入学式。初めての友達。部活動。文化祭。修学旅行。受験。失恋。
すべてが、今の私を作っている。
窓の外を見ると、星が輝いていた。
「明日、いい日になりますように」
私は祈った。
ベッドに入った。でも、眠れない。
携帯を見ると、クラスのグループチャットが盛り上がっていた。
「明日、泣かないようにしよう」
「無理無理」
「絶対泣く」
みんな同じ気持ちなんだ。
「3年2組、最高だったね」
私もメッセージを送った。
すぐにたくさんの返信が来た。
「最高!」
「ずっと友達だよ」
「明日、笑顔で会おう」
画面を見つめながら、涙が溢れた。
でも、幸せな涙だった。
「おやすみ、みんな」
携帯を置いた。
明日が来る。
最後の日が。
**感想文**
**20xx年3月14日(水曜日) 中学3年生 田中里奈**
明日、私は卒業する。
今日が最後の登校日だった。
朝から、すべてが「最後」だった。
最後の通学路。

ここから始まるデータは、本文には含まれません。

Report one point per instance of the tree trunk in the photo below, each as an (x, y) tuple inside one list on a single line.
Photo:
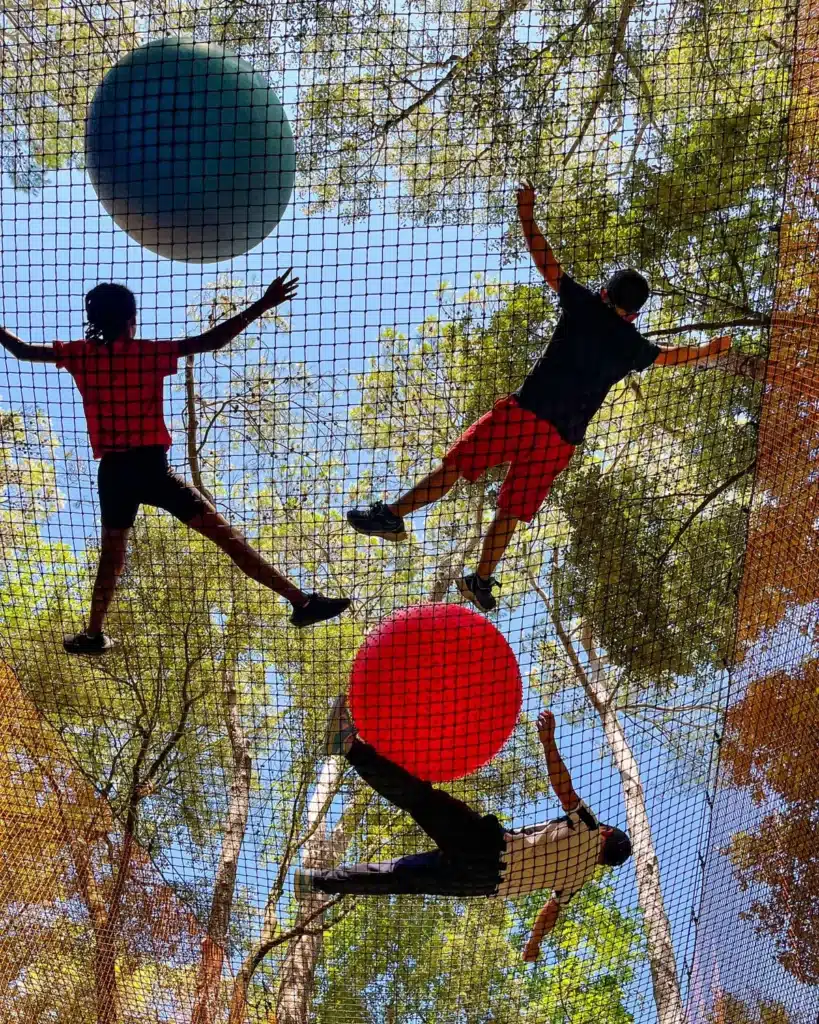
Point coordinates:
[(191, 429), (297, 978), (209, 978), (658, 932), (661, 961)]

最後の教室。最後の給食。最後のホームルーム。
当たり前だったことが、すべて特別になった。
山田先生は言った。「頼ることも強さだ」と。
この3年間、私は学んだ。一人で抱え込まないこと。弱さを見せること。それが本当の強さだと。
模試でE判定を取った日、私は家族に泣いた。バレンタインで振られた日、美香ちゃんに泣いた。
その度に、私は支えられた。
だから、今がある。
教室で、みんなで「ありがとう」と言った。
ありがとう。その言葉では足りないくらい、私は感謝している。
お父さんが、入学式の写真を見せてくれた。
小さかった私。何も知らなかった私。
今、私はあの頃より少しだけ大きくなった。心も、体も。
でも、まだまだ小さい。知らないことだらけ。
高校では、もっと学ぼう。もっと成長しよう。
明日で、中学生が終わる。
嬉しいような、寂しいような。
でも、これは終わりじゃない。新しい始まり。
お母さんが言っていた。「終わりは、次の始まり」と。
そうだ。明日からが、本当のスタート。
3年間の思い出を胸に、私は前を向こう。
みんなと過ごした日々を忘れない。
笑ったこと、泣いたこと、怒ったこと、すべてが宝物。
明日、私は泣くと思う。たくさん泣くと思う。
でも、最後は笑おう。
どんな時でも笑顔で。それが、私のモットー。
ありがとう、中学校。
ありがとう、3年2組。
ありがとう、先生。
ありがとう、家族。
そして、ありがとう、今まで頑張ってきた私。
明日、私は最高の笑顔で卒業しよう。